WITHDRAWN - Geographic Variation in Healthcare Spending for those with Functional Limitations & Chronic Conditions
Keywords: geographic,longitudinal,causal inference,regression,settings research,healthcare reform,chronic condition,functional limitation,medicare
Scope of the Problem: Research has found dramatic geographic variation in healthcare spending. Studies of this topic revealed that regions with higher spending sometimes have worse health outcomes, suggesting that policy opportunities exist to reduce national healthcare costs by targeting specific regions and populations for high-value care. While some of the regional variation in spending can be linked to differences in healthcare practices and economic status, there remains significant variation that has often been attributed to the population’s underlying health risks. Our recent analysis of Medical Expenditure Panel Survey (MEPS) 2006 for Assistant Secretary for Planning and Evaluation found that community residents aged over 65 with functional limitations and chronic conditions spent an average of $8,300 in Medicare, compared to $2,960 among those with chronic conditions only and $3,400 for those with functional limitations only. Comparative geographic analysis of this cost-driving population will examine the degree to which their functional limitation and chronic condition status is responsible for the regional differences in Medicare spending.
Objective: We investigate the co-occurrence of functional limitations and chronic conditions as a predicting factor for regional differences in spending among Medicare beneficiaries and geographic/environmental factors attributed to the differences in prevalence rates.

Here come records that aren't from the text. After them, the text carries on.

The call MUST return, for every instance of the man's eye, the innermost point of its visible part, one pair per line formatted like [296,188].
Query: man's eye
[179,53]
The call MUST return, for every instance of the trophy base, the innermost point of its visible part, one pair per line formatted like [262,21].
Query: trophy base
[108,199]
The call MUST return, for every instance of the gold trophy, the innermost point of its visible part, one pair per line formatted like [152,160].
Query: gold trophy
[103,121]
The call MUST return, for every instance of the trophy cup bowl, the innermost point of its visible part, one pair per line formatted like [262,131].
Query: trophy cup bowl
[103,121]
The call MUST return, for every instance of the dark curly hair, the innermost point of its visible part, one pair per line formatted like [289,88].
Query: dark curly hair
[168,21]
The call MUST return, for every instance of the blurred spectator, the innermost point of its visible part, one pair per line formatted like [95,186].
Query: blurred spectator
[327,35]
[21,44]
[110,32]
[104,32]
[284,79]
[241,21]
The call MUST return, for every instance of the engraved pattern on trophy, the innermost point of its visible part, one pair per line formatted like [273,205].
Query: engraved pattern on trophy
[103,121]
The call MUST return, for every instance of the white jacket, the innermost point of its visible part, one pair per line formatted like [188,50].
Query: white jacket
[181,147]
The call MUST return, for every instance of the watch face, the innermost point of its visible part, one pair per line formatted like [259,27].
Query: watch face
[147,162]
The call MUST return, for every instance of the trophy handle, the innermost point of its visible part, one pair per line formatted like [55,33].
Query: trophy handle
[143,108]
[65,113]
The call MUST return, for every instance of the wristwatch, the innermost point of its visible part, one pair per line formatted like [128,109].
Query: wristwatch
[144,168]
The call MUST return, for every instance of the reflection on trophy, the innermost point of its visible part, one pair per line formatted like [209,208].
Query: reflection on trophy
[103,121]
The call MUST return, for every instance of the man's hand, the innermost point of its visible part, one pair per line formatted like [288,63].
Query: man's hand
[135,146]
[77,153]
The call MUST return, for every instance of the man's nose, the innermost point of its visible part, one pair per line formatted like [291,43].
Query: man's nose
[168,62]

Method/Results: Five years of the Access to Care (ATC) module of the Medicare Current Beneficiary Survey (MCBS) data are pooled together into a single analytic file in which seven distinct geographic regions are defined. In addition, we use the Area Resource File (ARF) for specific environmental data such as physician supply by specialty, hospital beds, and managed care penetration. The first step involves tests of spending and prevalence rates of functional limitations and chronic conditions by region, and multinomial logit models to detect evidence of substantial regional differences in prevalence rates. The second step uses a generalized estimating equation method to measure the degree to which co-occurrence of functional limitation and chronic condition status contributes to high spending in different regions. Some preliminary geographic factors for prevalence rate variations are population density, poverty, access to care and insurance penetration. We also found great explanation power of prevalence rates to spending variation.